Mary Lee and Franki: What's one thing you'd tell all teachers about teaching math?
Tracy: Most of us got a raw deal. The math classes we endured as students had very little to do with mathematics as a discipline. The discipline is so much more likable! Therefore, if we learn to teach math in ways that are authentic to the discipline, it can become a great source of joy in our lives.
Mary Lee and Franki: What's one thing you'd tell all principals when the teaching of math that they observe doesn't look like the way they were taught?
Tracy: If they seemed upset about the changes, I'd ask them how they feel about algebra or calculus? In my experience, the very same people who are adamant that there is one way to teach arithmetic also say, "I was totally lost in high-school math." That disconnect gives me an opening. I can begin explaining how arithmetic is the foundation of algebra, and that undertaking deep explorations of the operations in elementary school gives students a strong conceptual basis upon which much can be built. We don't want to lose kids in algebra anymore, and we want them to understand what they do. That's why we're teaching elementary mathematics differently.
Mary Lee and Franki: What crossovers do you see between literacy and numeracy?
Tracy: Our stance to teaching and learning can be very similar across all subject areas. If we think students have interesting ideas (and I do!), then they have interesting ideas about stories and shapes, novels and numbers. If we think students should have voice and choice in school (and I do!), then they should get to read texts that appeal to them and pursue mathematical questions that interest them. If we think communicating is part of how we learn (and I do!), then students should read and write and talk in all school subjects.
Mary Lee and Franki: Which section of your book was the most fun to write? The most challenging?
Tracy: The reasoning and proof chapters were the most challenging because of all the work that has come before. People have been writing about proof since the Greeks, so I had to do a lot of consolidating and summarizing and hat-tipping, which left me in a narrow, constrained space to write. I'm proud of what I did in those chapters, but they were when I used
Anne Lamott's "
one-inch picture frame" idea the most. Each day, I wrote one little piece without worrying where it would go. Once they were drafted, I was able to piece them together in a logical flow and then revise (and revise and revise) it all into a coherent chapter. That's opposite my normal process, but in the case of proof, it was my only way forward. Starting from the big, sprawling ideas left me paralyzed and overwhelmed. In contrast, I felt completely liberated writing Chapter 12, "Mathematicians Work Together and Alone," because what I was writing was original. I was free to set the terms and organize the ideas--to start a new conversation. It was a blast.
Mary Lee and Franki: What advice would you give teachers for the first six weeks of math instruction?

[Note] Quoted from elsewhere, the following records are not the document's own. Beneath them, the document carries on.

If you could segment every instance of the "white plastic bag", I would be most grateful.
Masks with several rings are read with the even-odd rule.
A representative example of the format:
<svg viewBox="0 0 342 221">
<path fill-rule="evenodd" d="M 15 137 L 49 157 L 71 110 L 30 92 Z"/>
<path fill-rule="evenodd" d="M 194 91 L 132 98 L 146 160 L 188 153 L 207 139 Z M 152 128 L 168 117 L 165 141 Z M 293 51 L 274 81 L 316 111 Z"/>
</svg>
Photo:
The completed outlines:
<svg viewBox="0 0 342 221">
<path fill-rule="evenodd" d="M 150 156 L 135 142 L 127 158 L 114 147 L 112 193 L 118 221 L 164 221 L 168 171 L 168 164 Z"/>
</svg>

Tracy: The beginning of the year is when you set your tone and establish your culture. It's when you convey what mathematics will feel like this year, and it's when you'll show kids what you value. Therefore, I suggest spending a good chunk of time thinking about what you value in math class. If you value collaboration, perseverance, and thoughtfulness, it doesn't make sense to start the school year with a
silent diagnostic placement test, which emphasizes mastery, speed, and isolation. Instead, you'll want to start the year with tasks that drive students to talk with one another as they make sense. You'll look for tasks that hook kids on the satisfying feeling of cracking a good puzzle. You'll seek out problems that invite questions and wonders, not just answers. And you'll want to be explicit about the ways you see students working together and learning from one another mathematically.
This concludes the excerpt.